臼杵「日本一」宣言 薩摩中央、夏に110キロ踏破 玉竜旗女子

西日本新聞 社会面

 抜き勝負の団体戦で競う玉竜旗高校剣道大会の華は、1人で相手チームの全選手に勝つ「5人抜き」だ。抜いて勢いに乗った相手と当たる選手にとっては、気おされない精神力が試される。25日に試合が始まった女子の参加校の中には、一心不乱に剣を振るだけでなくユニークな方法で心をたくましくしてきた選手がいる。

 「これより最高にわくわくする朝礼を始めます」

 25日早朝、会場である福岡市東区の照葉積水ハウスアリーナ前の芝生広場に、臼杵(大分)の3年荒井花音(かのん)主将の声が響いた。その後、6人の選手それぞれが目標を大声で叫んだ。大会や練習の前に実践する「すごい朝礼」の時間。

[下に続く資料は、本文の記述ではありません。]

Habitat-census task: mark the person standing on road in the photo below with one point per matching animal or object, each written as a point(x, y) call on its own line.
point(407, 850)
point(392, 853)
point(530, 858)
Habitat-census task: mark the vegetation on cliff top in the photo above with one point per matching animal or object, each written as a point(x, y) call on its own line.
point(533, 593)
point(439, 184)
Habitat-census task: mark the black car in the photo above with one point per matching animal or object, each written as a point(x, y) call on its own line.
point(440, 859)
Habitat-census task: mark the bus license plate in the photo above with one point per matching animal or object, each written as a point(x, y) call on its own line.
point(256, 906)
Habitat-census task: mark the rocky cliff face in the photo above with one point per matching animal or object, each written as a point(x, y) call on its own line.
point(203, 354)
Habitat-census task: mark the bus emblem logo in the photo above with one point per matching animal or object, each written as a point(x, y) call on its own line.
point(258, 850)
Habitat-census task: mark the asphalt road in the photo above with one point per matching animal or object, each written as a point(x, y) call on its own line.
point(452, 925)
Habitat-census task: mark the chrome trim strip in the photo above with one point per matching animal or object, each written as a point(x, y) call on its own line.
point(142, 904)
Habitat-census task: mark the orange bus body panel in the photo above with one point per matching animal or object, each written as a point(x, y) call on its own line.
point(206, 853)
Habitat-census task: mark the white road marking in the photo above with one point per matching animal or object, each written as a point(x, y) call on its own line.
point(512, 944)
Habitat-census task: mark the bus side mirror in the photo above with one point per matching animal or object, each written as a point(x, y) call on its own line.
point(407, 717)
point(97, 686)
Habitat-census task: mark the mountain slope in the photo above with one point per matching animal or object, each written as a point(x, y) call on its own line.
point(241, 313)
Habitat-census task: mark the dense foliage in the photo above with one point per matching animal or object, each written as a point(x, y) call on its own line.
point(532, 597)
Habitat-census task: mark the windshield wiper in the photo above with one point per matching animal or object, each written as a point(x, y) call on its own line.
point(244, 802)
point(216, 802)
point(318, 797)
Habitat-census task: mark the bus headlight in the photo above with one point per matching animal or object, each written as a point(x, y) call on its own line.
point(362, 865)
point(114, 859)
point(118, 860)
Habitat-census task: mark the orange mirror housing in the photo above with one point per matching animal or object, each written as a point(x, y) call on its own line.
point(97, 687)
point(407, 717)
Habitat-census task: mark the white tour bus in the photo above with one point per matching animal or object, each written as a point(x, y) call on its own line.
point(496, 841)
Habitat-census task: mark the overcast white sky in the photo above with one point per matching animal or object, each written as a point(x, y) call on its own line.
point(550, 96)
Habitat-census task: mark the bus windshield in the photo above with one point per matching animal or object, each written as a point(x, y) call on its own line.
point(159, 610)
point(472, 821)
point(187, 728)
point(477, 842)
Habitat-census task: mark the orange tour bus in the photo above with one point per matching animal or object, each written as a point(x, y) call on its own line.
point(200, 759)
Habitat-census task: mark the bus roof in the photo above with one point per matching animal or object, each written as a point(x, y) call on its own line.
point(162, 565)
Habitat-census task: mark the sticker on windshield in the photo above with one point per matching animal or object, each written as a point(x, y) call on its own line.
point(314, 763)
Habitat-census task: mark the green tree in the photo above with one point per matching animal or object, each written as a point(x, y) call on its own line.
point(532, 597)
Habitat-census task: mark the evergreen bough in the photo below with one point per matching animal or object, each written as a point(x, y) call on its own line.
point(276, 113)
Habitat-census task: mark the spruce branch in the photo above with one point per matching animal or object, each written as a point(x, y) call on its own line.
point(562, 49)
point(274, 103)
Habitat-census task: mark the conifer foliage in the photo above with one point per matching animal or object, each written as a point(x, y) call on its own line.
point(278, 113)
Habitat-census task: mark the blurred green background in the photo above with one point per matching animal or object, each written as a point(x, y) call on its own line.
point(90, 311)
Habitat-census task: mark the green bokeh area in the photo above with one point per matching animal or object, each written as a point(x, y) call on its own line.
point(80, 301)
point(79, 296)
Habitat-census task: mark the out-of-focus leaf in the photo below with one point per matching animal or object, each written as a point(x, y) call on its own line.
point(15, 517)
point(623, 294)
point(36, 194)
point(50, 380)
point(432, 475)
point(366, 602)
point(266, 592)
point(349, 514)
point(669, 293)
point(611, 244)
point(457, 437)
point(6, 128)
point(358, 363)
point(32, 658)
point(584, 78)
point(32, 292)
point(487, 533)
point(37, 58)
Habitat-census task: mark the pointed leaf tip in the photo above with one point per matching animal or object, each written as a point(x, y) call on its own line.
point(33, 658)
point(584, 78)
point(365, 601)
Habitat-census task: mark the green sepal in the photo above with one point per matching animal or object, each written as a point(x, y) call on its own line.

 4月に赴任した松本平監督(25)が選手に呼び掛けて始まった。ポイントは、何事にも「日本一」を付けて最大限に良い状態の自分を想像して目標を叫ぶこと。「今日は日本一、粘り強く全力で戦います」「日本一、元気に楽しく試合を行います」。目標を語る選手の表情は生き生きとしており、ポジティブな気持ちのまま試合に臨んだ。

 効果はてきめんだった。荒井さんは大会出場者の中では遅いとされる中学校から剣道を始めた。それでも、1回戦で相手大将に2本勝ち。チームが敗れた2回戦は3人を抜いた相手先鋒に面を決め、引き分けに持ち込んだ。有言実行の実践により「忍耐力のある自分に変われた」。悔し涙の後に笑顔ものぞかせた。

 薩摩中央(鹿児島)の3年緋田(あけだ)有花主将は1年時、たった1人の女子部員だった。満足に練習試合を組めない夏休み中、舩迫歩監督(48)から「出たらいいが」と誘われたのが大隅半島を北から南へ110キロをカヌーと徒歩で7日間かけて踏破する青少年自然の家のプログラムだった。

 途中のカヌー移動が大雨の影響で徒歩になることもあった。自然を相手にした、言い訳できない“格闘”を味わい「諦め癖がなくなった」と振り返る。初出場を果たした25日は1回戦で逆転負けはしたが、相手先鋒に面を決めた。「大きな大会で1本取れたのは報われたなと思う」

 それぞれが磨いた精神力を武器に、抜き勝負の最高の舞台で見せ場をつくった。